The Mountain Labored, and Gave Birth to a Mouse
The Federal Reserve says:
FRB: FAQ: the Federal Reserve's responsibilities fall into four general areas... (1) conducting the nation's monetary policy by influencing money and credit conditions in the economy in pursuit of full employment and stable prices...
Greg Robb:
Fed to buy $600 billion in government bonds The Fed: The Federal Reserve pledged on Wednesday to start a controversial new billion bond-buying spree to rescue the economy from its current doldrums. The Fed said it would buy up to $600 billion in long-term Treasurys until the end of June 2011, about $75 billion this month, in a strategy called quantitative easing.... To implement the Federal Reserve’s new policy of quantitative easing, the New York Fed plans to buy $850 billion to $900 billion in Treasury notes over the next five months, including $600 billion in new purchases and about $250 billion to $300 billion to reinvest the proceeds of maturing mortgage-backed securities, the New York Fed announced Wednesday. The average duration of Treasurys purchased by the Fed will be five to six years...

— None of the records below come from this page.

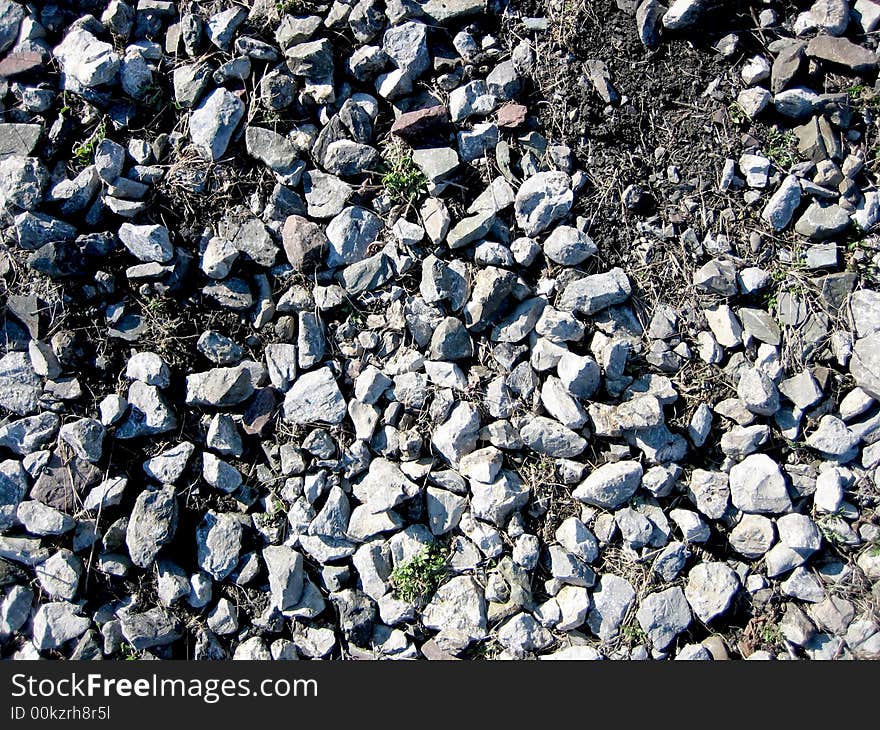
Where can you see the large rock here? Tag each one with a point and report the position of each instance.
(91, 62)
(551, 438)
(285, 568)
(864, 365)
(458, 606)
(757, 485)
(457, 435)
(213, 122)
(543, 199)
(219, 387)
(592, 294)
(350, 234)
(315, 398)
(710, 588)
(151, 525)
(664, 615)
(842, 52)
(610, 485)
(57, 623)
(218, 543)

The five-year note carries an interest rate of 1.17% per year. The Federal Reserve is thus changing the supply of assets by taking onto its own balance sheet... wait for it... wait for it... duration risk that the market is currently willing to pay $7 billion a year to avoid.
To take $7 billion a year of duration risk off of the private sector's books in a global economy that still has more than $60 trillion of financial assets is a change in "credit conditions" equivalent to what would be achieved in normal times by a coordinated one basis point reduction in short-term interest rates by the world's central bankers.
Unless this moves inflation expectations in a serious way, it is hard to see why they came out here.